On Wednesday I stopped by the hospital auxiliary thrift store and bought this:

It was a real steal at $1. And I would know since the first time I bought it, I paid $5.

That was 6 years ago at the community garage sale. When I brought it home, I discovered the silver plating was so badly tarnished that it couldn't be salvaged. My husband spray painted it black and it became the centerpiece for many a holiday dinner. But the novelty wore off. Last spring it wound up in a charity box that we dropped off at the aforementioned thrift store.

Then on Tuesday Klaxon asked if we could buy some ornamental corn for our Thanksgiving dinner table. I agreed not realizing he'd planned to utilize the now-donated pedestal tray until we got home and he asked where the tray was stored.


When I spotted the tray at the thrift store the next day, I was pretty happy. I told the tale to the volunteer at the counter and she said it was unlikely it had been on site the entire time. Thank you, person who purchased and then redonated my pedestal tray, I've now declared it a family heirloom.

True to his word, Klaxon featured it in the centerpiece for our (Canadian) Thanksgiving meal:

 The theme was Orange Stuff We Gathered Up Around the House.

Please note that in the end Klaxon didn't have room for his ornamental corn, so he tucked it underneath the tray.

Tuesday, October 2, 2012

I *Heart* My Public Library.

Dear Church of Scientology,

I thought you'd be interested to see the book sale shelf at my local public library:

These books have been sitting untouched for 8 weeks. Your attempts to legitimize the Church of Scientology by inundating public library collections with your founder's poorly written science fiction oeuvre, has failed. People are increasingly aware that Scientology is an evil, mind-control cult.

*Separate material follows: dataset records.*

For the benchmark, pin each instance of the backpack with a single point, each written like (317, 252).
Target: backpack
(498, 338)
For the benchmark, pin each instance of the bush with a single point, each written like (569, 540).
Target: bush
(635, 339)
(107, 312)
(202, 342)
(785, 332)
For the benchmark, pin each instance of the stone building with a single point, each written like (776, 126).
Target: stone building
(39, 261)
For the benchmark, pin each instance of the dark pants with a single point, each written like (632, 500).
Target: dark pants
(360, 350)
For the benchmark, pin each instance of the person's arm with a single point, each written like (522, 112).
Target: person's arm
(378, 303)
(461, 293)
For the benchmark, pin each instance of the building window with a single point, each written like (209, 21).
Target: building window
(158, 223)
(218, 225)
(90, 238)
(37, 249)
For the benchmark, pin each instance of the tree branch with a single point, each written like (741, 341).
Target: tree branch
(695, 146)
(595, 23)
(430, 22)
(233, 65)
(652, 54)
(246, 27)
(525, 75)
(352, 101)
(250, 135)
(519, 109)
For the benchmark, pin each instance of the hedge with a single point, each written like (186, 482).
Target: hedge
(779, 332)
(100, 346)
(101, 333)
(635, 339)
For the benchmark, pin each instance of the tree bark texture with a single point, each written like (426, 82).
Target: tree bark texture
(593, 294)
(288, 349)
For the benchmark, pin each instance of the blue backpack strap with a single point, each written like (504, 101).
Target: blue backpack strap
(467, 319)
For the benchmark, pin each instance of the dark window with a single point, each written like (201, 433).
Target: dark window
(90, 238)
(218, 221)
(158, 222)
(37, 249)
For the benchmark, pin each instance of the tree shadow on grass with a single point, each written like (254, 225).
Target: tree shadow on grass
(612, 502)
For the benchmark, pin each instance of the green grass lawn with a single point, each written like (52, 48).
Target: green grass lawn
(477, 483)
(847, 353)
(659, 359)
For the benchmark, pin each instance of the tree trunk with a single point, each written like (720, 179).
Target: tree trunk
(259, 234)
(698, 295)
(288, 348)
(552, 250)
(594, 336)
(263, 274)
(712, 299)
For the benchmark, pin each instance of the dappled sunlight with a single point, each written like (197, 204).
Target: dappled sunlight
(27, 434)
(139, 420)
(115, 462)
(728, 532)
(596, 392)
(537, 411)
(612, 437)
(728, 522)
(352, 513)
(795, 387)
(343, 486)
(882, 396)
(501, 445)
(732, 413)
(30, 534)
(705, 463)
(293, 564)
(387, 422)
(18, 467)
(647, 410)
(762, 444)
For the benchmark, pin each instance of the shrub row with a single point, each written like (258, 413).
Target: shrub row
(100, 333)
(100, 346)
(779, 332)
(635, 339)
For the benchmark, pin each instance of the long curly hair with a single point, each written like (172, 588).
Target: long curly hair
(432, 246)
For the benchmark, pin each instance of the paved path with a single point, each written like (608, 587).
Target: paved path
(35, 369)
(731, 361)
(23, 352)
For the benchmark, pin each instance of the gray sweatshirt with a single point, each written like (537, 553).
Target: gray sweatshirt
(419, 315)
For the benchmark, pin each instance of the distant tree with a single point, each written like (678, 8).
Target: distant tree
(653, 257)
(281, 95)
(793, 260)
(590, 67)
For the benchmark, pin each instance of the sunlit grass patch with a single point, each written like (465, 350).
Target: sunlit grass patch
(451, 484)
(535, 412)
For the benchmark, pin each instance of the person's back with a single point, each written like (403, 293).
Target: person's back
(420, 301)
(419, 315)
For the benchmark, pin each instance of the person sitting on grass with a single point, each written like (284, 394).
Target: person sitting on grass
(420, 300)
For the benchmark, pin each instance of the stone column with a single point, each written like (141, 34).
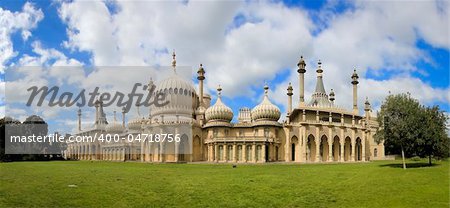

Here's what you didn't take into account:

- librarians are generally savvy about trends in pop culture which heavily influence their patrons' tastes and interests. Translation: librarians are well-educated and know about L. Ron, Tom Cruise, and David Miscavige and aren't going to be pawns in your silly PR game, and
- public libraries don't have an infinite amount of room. They're not going to give up a chunk of shelf space to books that are never going to be checked out. The only people who read buy L. Ron's books are Scientologists who have been directed by their "church" to purchase the books so that they don't go out of print.

 Our librarian did enter one single L. Ron tome into the collection. It's proving much less popular than Janet Reitman's Inside Scientology: The Story of America's Most Secretive Religion. Oooh. That's gotta sting, huh?